MiniCPM Visual Embedding V0 Training Code

Training code for MiniCPM-Visual-Embedding-V0.

This is a full-parameter and arbitrarily large batch size contrastive learning training and evaluation codebase to convert visual-language models (VLMs) into cross-modality (Text-to-Any) dense retrieval models.

Based on MiniCPM-V series, which have strong OCR capability and high-resolution slicing technology, the trained dense retrieval model is able to retrieve any document as images.

Memex architecture

Usage

Model Preparation

Preprare MiniCPM-V-2.0 model checkpoint from huggingface.

Data Conversion and Generation

If you would like to acquire the training pairs directly, please open an issue with your email address.
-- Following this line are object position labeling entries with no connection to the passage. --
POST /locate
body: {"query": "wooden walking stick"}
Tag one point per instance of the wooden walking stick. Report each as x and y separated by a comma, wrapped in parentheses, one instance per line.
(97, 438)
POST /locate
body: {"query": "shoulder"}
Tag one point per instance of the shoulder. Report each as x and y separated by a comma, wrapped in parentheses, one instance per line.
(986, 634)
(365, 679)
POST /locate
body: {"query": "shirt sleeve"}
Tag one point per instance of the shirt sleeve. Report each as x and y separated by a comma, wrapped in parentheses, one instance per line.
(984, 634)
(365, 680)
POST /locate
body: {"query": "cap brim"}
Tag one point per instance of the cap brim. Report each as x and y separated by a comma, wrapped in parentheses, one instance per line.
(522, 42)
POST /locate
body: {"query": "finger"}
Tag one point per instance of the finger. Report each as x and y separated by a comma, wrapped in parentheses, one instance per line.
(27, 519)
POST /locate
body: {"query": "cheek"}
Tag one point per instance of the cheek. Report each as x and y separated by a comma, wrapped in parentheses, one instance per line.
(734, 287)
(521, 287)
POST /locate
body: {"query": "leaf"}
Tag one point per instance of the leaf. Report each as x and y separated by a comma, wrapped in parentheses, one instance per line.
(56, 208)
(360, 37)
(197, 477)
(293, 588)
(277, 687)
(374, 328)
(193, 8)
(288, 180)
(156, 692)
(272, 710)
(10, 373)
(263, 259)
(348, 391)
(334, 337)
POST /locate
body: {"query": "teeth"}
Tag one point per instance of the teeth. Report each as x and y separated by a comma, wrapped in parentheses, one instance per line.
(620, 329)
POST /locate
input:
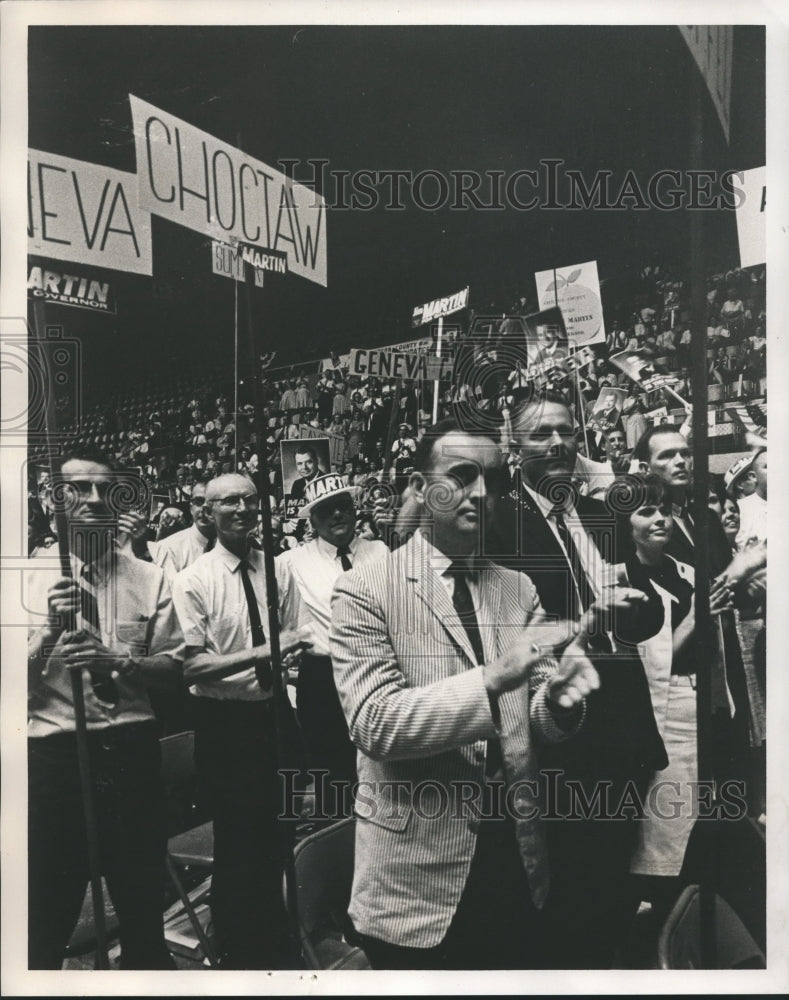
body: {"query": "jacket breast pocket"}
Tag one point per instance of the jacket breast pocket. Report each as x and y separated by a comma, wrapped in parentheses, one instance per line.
(389, 811)
(133, 635)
We will respond with data link soon.

Our training data is in the form of text query -> document image pairs. Our training data comes from two main sources: academic VQA datasets and model generated queries.

We use hdf5 format to store image documents, because image documents are so large, which makes jsonl not suitable to use when we prepare trainign data. hdf5 format enables a process to fastly and randomly read a document provided its identity, a str.

Academic Dataset Filtering

We utilized the following academic datasets to build query-document pairs: ArxivQA, ChartQA, DocVQA, InforgraphicsQA, PlotQA, and SlideVQA. These datasets, has a mapping (question, answer, image document). We filter the dataset to find ones suitable for contrastive learning, because there are considerable number of local questions like What's the name of the sender? are not suitable for contrastive learning. We use few-shot prompting to filter useful questions using query_classification/query_cls_vllm.py.

Query Generation with Instruction-tuned VLM

Besides using academic datasets, we also use instruction-tuned VLMs to generate queries for a large number of unlabled visually-intensive documents. We utilized ICML papers, NIPS papers, Manuallib, e-books and other collected PDFs to generate queries.

To render a large number of PDFs into images, we build a toolkit.

  1. Split PDFs into pages and store in a jsonl file.

  2. Render with multiple CPUs (fast).

After rendering the PDFs, generate queries for all documents using instruction-tuned Vision Language Models.

To generate queries using MiniCPM-V-2.0, consider using query_generation/inference_minicpmv.sh for multi-GPU and batch inference.

Build Train and Test Dataset

This series of code is also based on hdf5 format.

After preparing all documents and corresponding queries, use generate_train_test.

Configure environment

Use the following code to install dependencies for MiniCPM-V-2.0 and training scripts.

bash configure_environment.sh

Train

For single-node and single-GPU debug, please consider using the following bash script.

bash train_mm_dev.sh

Our framework has enabled us to train large VLMs with deepspeed zero stage 1, which supports up to 13B VLMs full-parameters training of dense retrieval. To enbale deepspeed, pass --deepspeed to the training script.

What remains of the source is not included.